18/09/2015
QUE HORAS EVA VOLTA?
Há poucas semanas, publiquei aqui no blog a microcrônica (argh!), Eu Não Bato Panela, que retrata uma realidade que poderia ter visto no filme de Anna Muylaert, mas que conheço a vida toda, então descrevi mesmo antes de ver o filme.
Cresci em casa com empregada - na maior parte do tempo, duas empregadas que moravam no quartinho dos fundos. Não usavam uniforme, eram "praticamente da família", uma delas, a Eva, era minha "mãe preta", assim se chamava. Grande, gorda e negra, cuidava de mim e de minha irmã enquanto minha mãe trabalhava fora.
Apesar do tratamento humano, era uma típica relação patrão-empregada, a qual hoje se vê cada vez menos. Para mim, na infância e adolescência, era normal. Para as empregadas, devia ser ainda mais.
Anos depois, morando sozinho, trouxe uma antiga faxineira de casa, a Antônia, para fazer limpezas semanais. Era de confiança, ela limpava e eu cozinhava, ela comia na mesa comigo, mas estava longe de ser "da família". Tentei manter com ela uma relação profissional, e fracassei miseravelmente. Antônia "não sabia o seu lugar."
Quando me mudei para Florianópolis, descobri que Antônia, cearense com mais de 60 anos, nunca tinha visto o mar. Convidei-a para passar um final de semana comigo, passagem paga, hospedagem na minha casa. Antônia relutou em "viajar com o patrão". Aceitou sem entender muito bem o que deveria fazer, se deveria trabalhar. (Contei tudo aqui)
Antônia voltou a trabalhar na minha casa quando voltei a morar em São Paulo. E já não funcionava mais. Começou a vir quando eu dizia para não vir. Passou a pegar escondido roupas minhas e levar para sua casa, para lavar. Um dia, voltando de uma viagem, encontrei-a limpando meu apartamento num dia não combinado, sem receber seu salário. Discuti que não era para ela vir assim. Ela nunca mais veio. Liguei na semana seguinte e ela não atendeu. Depois deixou recado que não viria mais.
A verdade é que a relação com empregada doméstica é algo difícil de administrar.
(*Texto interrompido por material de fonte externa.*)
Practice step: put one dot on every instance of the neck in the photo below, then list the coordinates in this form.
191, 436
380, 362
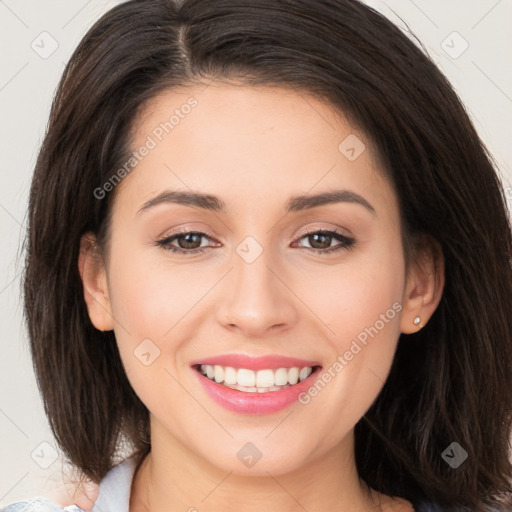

Mora na sua casa, mas não é da família. Busca-se uma relação estritamente profissional, mas é impossível não ter uma relação pessoal com quem vive com você. Não acho um relacionamento saudável e desde então desisti de ter faxineira em casa - até porque não trabalho fora. Estou longe de dar conta da limpeza da casa, mas também não dou conta de alguém passando aspirador enquanto escrevo.
Na Europa ninguém tem empregada em casa, isso é exaustivamente repetido, e é verdade. Verdade também que em geral as casas não são tão limpas, tão arrumadas. Lembro de meu apartamento em Helsinque, que eu até conseguia manter mais limpo do que aqui, mas lá as janelas não abriam, não entrava poeira, eu não tinha tantos livros, tantas coisas, a cozinha tinha uma lava-louças, o frio escandinavo tem menos germes...
Penso em tudo isso semanas depois de assistir a "Que Horas Ela Volta?" de Anna Muylart, belíssimo filme que ainda ecoa por aqui. Tudo é muito identificável - tanto que no começo fiquei na dúvida se a casa usada de locação era a antiga casa de um tio, no Morumbi. As atuações estão todas estupendas, incluindo a do meu querido amigo Lourenço Mutarelli, embora eu ache que a ótima atuação de Regina Cazé destoe um pouco (no registro cômico) do resto do elenco.
Minha avó foi dessas também que viveu a vida toda com empregadas, que usavam uniforme, vinham quando ela tocava um sininho (!); "ninguém pode dizer que sou racista porque todos meus criados são de cor", é uma frase clássica real dela. Meses atrás, teve de ir morar numa casa de repouso. As empregadas foram dispensadas. Clarice, que trabalhava há mais de quarenta anos com ela, foi diagnosticada com câncer e morreu em poucas semanas, depois de sair da casa. Para mim foi o símbolo de uma estranha simbiose, que já estava com os dias contados.